For instance, suppose an officer has a stop and thinks drugs are involved. If they are a DRE, then they go ahead and go through the process of detecting that drug. If they are not, then they probably would call in one who is and have that officer come and assist with those processes.
Interviewer: Can you tell if it is a special officer? Do they introduce themselves? What do they do?
Court: I do not know that they necessarily will tell you what they are doing. I guess it would depend on the situation. Sort of similar to field sobriety tests, they have certain procedures and certain things they look for.

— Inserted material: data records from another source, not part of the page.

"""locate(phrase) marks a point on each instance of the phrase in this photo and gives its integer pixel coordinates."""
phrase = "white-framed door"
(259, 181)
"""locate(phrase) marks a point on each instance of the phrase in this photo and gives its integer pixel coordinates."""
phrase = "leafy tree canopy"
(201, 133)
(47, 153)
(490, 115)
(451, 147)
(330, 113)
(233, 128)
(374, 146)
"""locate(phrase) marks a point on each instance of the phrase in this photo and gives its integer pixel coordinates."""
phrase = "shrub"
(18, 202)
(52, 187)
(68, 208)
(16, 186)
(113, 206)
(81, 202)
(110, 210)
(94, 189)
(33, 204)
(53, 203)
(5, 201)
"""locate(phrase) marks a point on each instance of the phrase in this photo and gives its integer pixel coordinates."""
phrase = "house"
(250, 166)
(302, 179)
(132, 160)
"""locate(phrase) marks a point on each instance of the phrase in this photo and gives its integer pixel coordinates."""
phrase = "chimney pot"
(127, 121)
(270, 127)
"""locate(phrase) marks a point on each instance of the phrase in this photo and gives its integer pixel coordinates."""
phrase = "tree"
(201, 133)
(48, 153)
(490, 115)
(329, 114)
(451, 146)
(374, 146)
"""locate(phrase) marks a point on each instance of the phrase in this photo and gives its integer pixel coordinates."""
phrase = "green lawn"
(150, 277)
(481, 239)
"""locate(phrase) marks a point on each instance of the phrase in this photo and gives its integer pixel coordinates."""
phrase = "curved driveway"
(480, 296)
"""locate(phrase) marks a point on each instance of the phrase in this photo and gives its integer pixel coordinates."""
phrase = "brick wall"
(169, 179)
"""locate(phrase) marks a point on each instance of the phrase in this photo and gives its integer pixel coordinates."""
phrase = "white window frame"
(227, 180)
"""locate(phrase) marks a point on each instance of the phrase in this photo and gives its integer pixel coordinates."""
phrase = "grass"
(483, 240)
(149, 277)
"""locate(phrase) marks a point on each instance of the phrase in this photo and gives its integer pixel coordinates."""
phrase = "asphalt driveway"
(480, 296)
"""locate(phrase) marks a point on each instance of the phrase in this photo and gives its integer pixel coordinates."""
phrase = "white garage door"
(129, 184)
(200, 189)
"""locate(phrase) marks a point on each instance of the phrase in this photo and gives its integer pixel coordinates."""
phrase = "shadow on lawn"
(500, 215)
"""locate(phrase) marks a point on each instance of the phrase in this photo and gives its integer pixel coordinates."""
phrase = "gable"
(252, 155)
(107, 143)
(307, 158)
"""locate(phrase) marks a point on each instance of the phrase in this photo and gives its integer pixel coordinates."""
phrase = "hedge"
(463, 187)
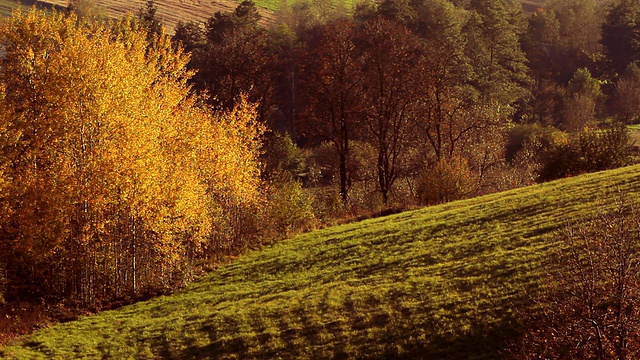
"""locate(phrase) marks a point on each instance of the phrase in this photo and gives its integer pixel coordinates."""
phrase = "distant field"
(172, 11)
(443, 282)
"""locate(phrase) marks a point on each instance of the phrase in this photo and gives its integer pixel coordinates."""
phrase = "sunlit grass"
(439, 282)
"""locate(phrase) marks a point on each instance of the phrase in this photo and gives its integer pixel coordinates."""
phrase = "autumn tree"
(149, 19)
(590, 308)
(392, 67)
(582, 101)
(627, 95)
(115, 177)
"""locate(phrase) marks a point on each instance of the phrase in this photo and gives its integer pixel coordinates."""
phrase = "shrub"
(589, 151)
(289, 208)
(451, 179)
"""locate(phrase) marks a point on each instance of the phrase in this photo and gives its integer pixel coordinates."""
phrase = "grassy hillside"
(440, 282)
(172, 11)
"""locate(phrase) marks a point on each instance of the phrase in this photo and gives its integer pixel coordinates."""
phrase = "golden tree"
(113, 173)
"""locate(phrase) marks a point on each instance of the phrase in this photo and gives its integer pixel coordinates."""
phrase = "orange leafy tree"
(115, 178)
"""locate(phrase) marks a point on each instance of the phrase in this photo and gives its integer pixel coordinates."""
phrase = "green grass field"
(172, 11)
(439, 282)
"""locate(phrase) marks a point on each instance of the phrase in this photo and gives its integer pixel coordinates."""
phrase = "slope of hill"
(440, 282)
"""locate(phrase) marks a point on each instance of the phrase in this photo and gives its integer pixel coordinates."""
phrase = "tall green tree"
(493, 47)
(621, 36)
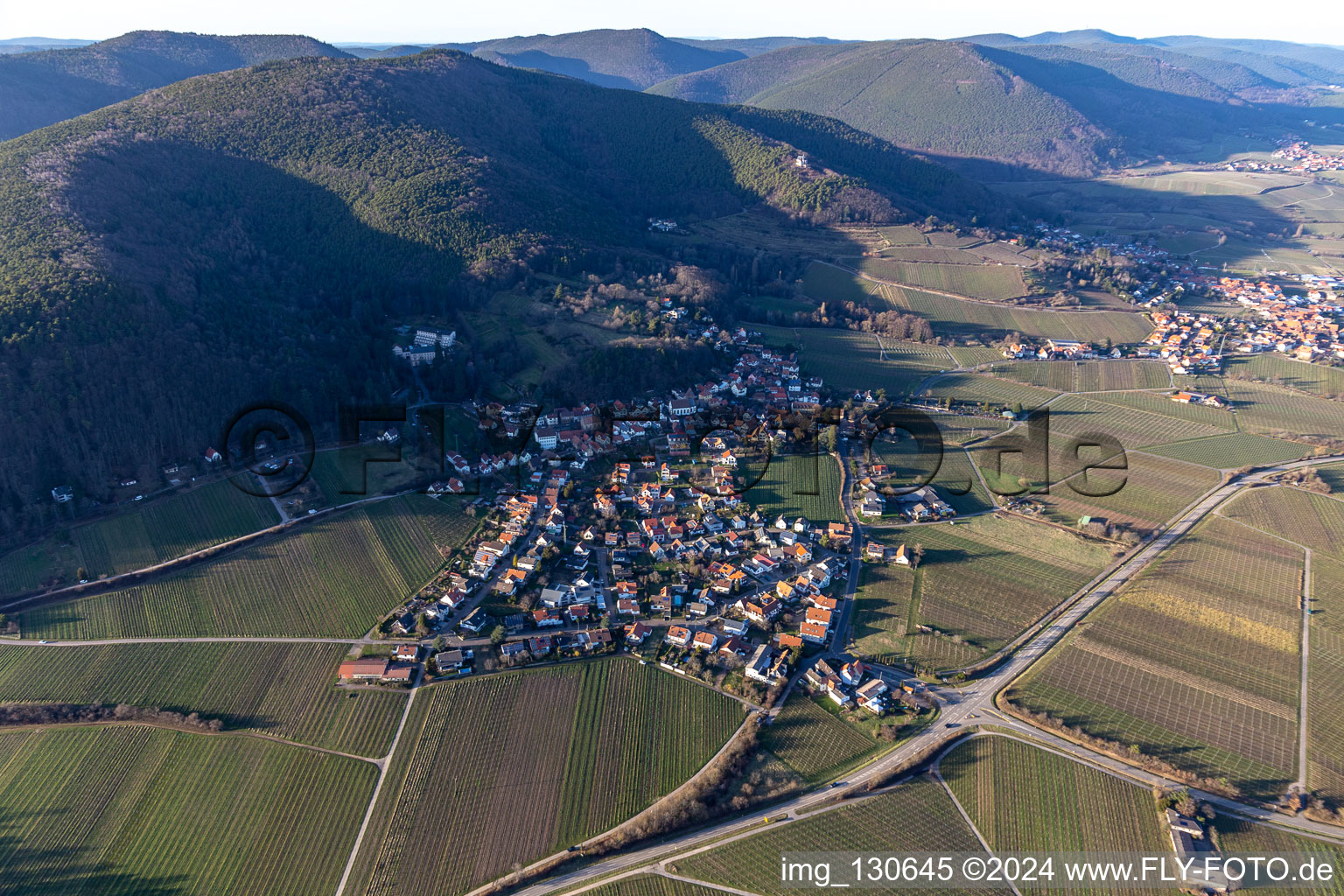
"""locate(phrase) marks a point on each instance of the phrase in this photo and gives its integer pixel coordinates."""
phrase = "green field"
(1023, 798)
(652, 886)
(917, 816)
(903, 235)
(1132, 424)
(851, 360)
(990, 283)
(343, 474)
(160, 529)
(953, 316)
(1126, 673)
(949, 315)
(1281, 369)
(1276, 410)
(952, 473)
(1306, 517)
(1248, 838)
(1086, 376)
(333, 577)
(128, 808)
(278, 690)
(1233, 451)
(1150, 492)
(511, 767)
(982, 582)
(1326, 682)
(975, 388)
(831, 284)
(797, 485)
(814, 742)
(973, 355)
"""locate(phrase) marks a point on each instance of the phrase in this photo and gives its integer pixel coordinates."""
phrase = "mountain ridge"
(46, 87)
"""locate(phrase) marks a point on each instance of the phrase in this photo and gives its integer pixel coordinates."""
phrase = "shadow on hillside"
(566, 66)
(34, 868)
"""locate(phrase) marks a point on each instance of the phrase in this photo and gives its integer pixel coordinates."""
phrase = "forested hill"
(1053, 107)
(937, 95)
(39, 89)
(246, 234)
(634, 58)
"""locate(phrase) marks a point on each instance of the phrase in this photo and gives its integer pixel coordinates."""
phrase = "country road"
(973, 704)
(962, 708)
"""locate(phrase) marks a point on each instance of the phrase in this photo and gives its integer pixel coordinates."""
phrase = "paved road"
(973, 704)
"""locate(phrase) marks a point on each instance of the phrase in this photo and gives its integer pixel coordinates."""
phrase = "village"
(628, 529)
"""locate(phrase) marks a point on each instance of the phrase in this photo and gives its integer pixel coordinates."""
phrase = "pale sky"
(428, 22)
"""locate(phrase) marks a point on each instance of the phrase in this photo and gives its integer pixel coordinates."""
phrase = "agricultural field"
(917, 816)
(652, 886)
(799, 485)
(344, 476)
(955, 316)
(333, 577)
(765, 231)
(995, 391)
(982, 582)
(814, 742)
(1274, 410)
(975, 355)
(988, 578)
(990, 283)
(1242, 837)
(1334, 476)
(952, 474)
(1130, 426)
(156, 531)
(887, 599)
(488, 765)
(930, 254)
(903, 235)
(1280, 369)
(968, 318)
(962, 430)
(1146, 494)
(125, 808)
(854, 360)
(1223, 592)
(830, 284)
(1233, 451)
(278, 690)
(1326, 682)
(1306, 517)
(1023, 798)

It might be redness is your eyes, pupil dilation, where you are looking, how you are responding to certain questions and if there are smells they are trained to recognize.
Interviewer: Can you refuse the tests that they want to conduct on you?
Court: Yes, it is the same situation as with the DUI investigation. You can refuse to give any information. That is your constitutional right. You do not have to give information. The state has the burden of proof to prove their case against you.
Interviewer: Are there driver’s license consequences to refusing any DRE tests?
Court: No, not necessarily. That is definitely different from the DUI. You are not going to have the same driver’s license consequences. But practically speaking, you probably would already have been asked to take a chemical test and have heard the admonition.
You are usually not going to have a situation where a DRE comes in and investigates you, without you having already gone through the DUI part of things. So in practicality, you are going to have the suspensions already because of the DUI investigation.
Interviewer: What are the top prescription drugs that get people arrested for DUI: Ambien, Xanax and what else?
Court: I would say Ambien is pretty common. Ambien and Xanax and other similar antidepressants are the ones I see a lot.
Interviewer: What about OxyContin or Oxycodone, Hydrocodone, Ritalin or Adderall?
Court: Yes, all of those fall into about the same level of commonality. You see mostly Ambien and antidepressants. You see a lot less of the OxyContin, opioids or things like that. The most common, if you are talking about controlled substances in general, is marijuana.
Interviewer: So for the illegal drugs, you said marijuana is number one. What other illegal drugs are common?
Court: I would call marijuana common. I would not call any other particular illegal drug common. I think probably the next most common is probably a close tie between methamphetamine and cocaine.